Years of food and conviviality: A Main Street location through the decades
January 26, 2012 —
NARROWSBURG, NY — Now that there is a new restaurant inside 40 Main Street in Narrowsburg, the Heron, there seems to be a “now-things-are-as-they-should be” feeling in the community, because for the last five or six decades there has almost always been eatery of one sort or another in the space.
Back in the ‘60s and ‘70s, it was the home of C & C Pizza Parlor, operated by Marty Criston and Bernie Creamer. Creamer, who still lives in Narrowsburg with his wife Carol, and whose children all graduated from the Narrowsburg School, said the town was quite a different place in those days.
He said there were more full-time residents and far fewer weekenders, and there were a lot more children in the area. That was an era when there still many boarding houses around, and according to Creamer, there was a lot more activity in town not just in the summer, but all year round.
He said the pizzeria was a hub for the community and everyone loved it. But Criston soon moved to a job with the school, and he was working for United National Bank, so it stayed open for only a few years.
According an article from 2005 in The River Reporter, the space is “cozily tucked inside the first level of the historic John S. Anderson building,” and a couple named Pat and Richie Lyons ran a restaurant there into the early 1980s, when Chick and Margaret Smith took over the lease and opened the Midtown Café.

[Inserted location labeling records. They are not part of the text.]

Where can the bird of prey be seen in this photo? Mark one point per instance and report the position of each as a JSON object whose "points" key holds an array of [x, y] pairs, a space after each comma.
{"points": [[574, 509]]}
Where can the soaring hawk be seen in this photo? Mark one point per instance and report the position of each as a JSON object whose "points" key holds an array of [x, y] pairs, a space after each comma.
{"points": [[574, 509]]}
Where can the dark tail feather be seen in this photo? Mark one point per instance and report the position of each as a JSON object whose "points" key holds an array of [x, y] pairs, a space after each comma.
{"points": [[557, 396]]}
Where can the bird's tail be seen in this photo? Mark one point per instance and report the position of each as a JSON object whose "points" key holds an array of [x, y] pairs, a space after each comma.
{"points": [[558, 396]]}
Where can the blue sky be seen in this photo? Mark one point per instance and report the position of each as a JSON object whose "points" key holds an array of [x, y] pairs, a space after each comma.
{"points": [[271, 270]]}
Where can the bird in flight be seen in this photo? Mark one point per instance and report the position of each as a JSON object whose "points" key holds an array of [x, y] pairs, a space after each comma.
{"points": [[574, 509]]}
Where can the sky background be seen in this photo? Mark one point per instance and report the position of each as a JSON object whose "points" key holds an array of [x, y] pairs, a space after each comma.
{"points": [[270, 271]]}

Then in 1989, Jill Padua opened the Chattterbox Café. And according to the article, “She reconceived the restaurant’s role in Narrowsburg, offering vegetarian, Mexican, Indian and other international dishes and hosting live music on Friday nights.”

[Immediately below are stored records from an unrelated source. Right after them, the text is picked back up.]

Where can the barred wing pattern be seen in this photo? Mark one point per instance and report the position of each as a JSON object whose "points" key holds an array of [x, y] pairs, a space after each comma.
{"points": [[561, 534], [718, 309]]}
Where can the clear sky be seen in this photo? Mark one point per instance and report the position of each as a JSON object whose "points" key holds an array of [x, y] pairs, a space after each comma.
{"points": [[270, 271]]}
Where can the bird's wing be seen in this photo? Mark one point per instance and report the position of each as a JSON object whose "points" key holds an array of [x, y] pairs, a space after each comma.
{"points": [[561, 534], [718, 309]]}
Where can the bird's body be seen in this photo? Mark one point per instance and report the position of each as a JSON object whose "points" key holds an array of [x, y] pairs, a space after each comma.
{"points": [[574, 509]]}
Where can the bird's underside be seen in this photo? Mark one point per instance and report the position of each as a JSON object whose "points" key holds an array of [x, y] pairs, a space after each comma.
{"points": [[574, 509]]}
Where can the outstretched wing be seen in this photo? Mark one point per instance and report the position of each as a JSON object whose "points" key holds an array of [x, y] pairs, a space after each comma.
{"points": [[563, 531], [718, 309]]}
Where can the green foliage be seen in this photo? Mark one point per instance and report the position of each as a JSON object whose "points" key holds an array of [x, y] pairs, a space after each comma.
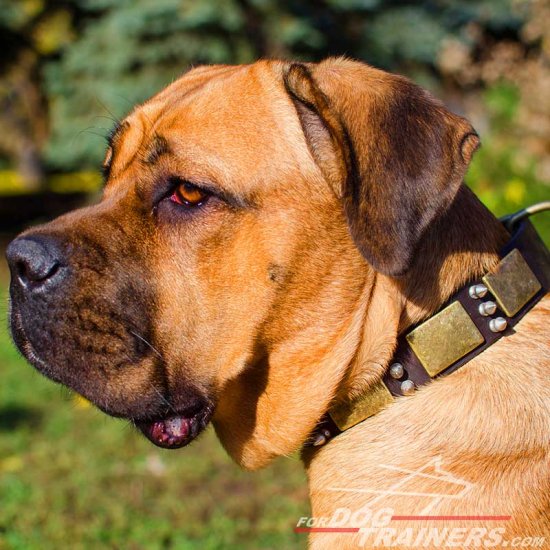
{"points": [[503, 178], [72, 478], [128, 49]]}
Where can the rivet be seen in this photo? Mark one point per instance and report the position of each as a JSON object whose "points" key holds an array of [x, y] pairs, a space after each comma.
{"points": [[487, 308], [407, 387], [498, 324], [397, 371], [477, 291]]}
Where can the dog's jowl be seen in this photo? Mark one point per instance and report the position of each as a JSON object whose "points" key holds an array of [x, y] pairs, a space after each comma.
{"points": [[288, 250]]}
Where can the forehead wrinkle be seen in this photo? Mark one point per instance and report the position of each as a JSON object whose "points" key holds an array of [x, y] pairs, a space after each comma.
{"points": [[157, 147]]}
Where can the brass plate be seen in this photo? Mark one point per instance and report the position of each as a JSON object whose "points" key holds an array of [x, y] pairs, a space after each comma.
{"points": [[348, 414], [513, 284], [445, 338]]}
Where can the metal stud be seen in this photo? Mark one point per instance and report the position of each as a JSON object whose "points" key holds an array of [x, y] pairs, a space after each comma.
{"points": [[487, 308], [407, 387], [477, 291], [498, 324], [397, 371]]}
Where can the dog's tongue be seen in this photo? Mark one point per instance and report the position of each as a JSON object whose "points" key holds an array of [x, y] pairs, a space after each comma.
{"points": [[169, 433]]}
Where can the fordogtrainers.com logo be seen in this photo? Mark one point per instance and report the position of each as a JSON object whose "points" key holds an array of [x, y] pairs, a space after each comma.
{"points": [[378, 526]]}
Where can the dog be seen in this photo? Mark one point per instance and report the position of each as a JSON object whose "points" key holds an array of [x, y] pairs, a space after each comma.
{"points": [[266, 234]]}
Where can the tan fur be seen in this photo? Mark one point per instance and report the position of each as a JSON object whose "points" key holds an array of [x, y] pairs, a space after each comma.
{"points": [[269, 308]]}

Padua said Sullivan County is a tough place to have a restaurant, but she enjoyed it. She read that the new owners are offering breakfast and lunch during the week, and brunch and dinner on weekends. “That sounds perfect,” said Padua.

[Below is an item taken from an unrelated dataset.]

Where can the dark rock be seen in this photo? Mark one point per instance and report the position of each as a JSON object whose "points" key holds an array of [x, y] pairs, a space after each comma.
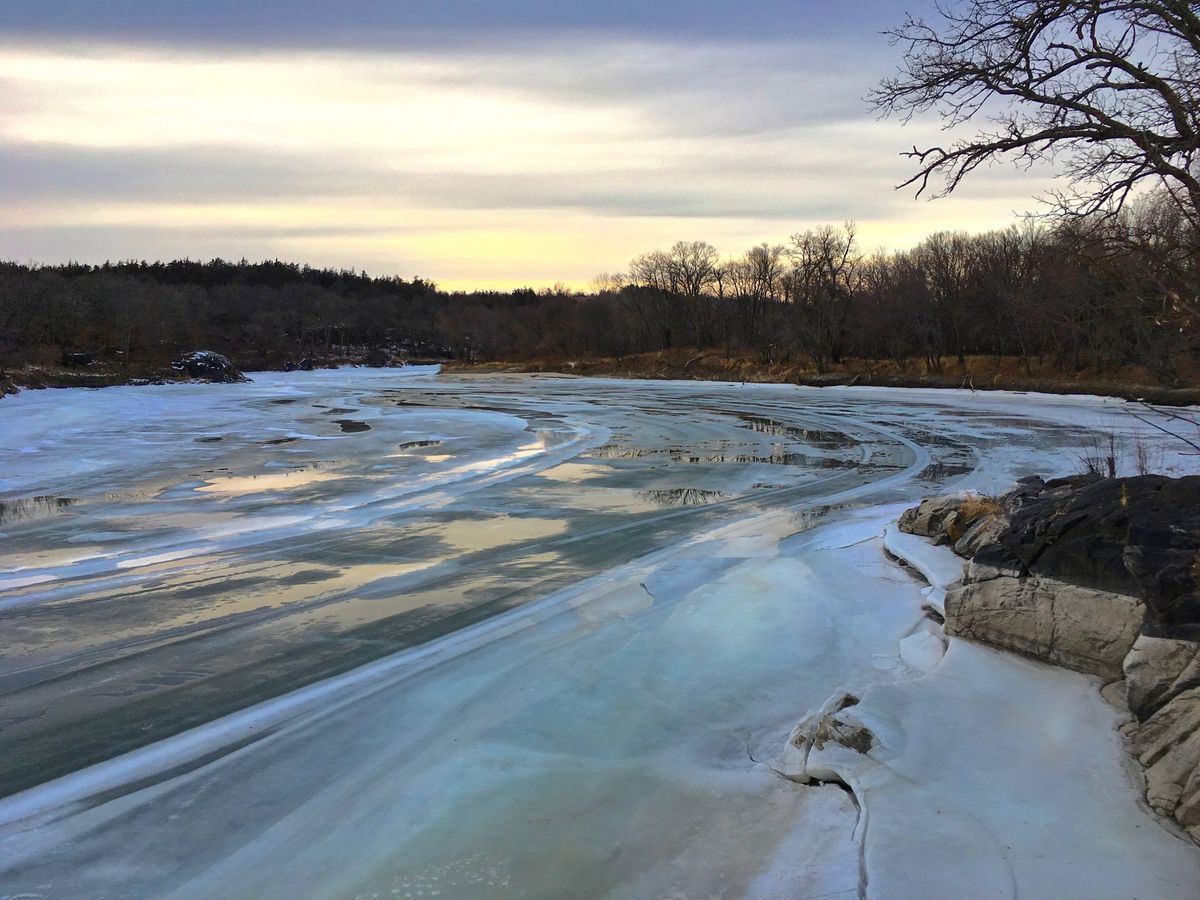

Padua said one of the things that was part of her business plan was opening up after performances at the Tusten Theater, because at the time, there was no other restaurant around, and no place for people to go after a performance.
Padua also said that the Chatterbox served at the time as a hub for the community. She added “I only sold it because my ex-husband said our marriage would be better if I got rid of the restaurant.” Padua now owns Jill’s Kitchen Open Sesame Sauces.
In 1998, Stanley Harper and Michael Eurey bought the Anderson building with plans to restore and renovate it and eventually open their own restaurant. Then Eurey and Harper, both career chefs, accepted a job in Sun Valley, ID, which lasted five years.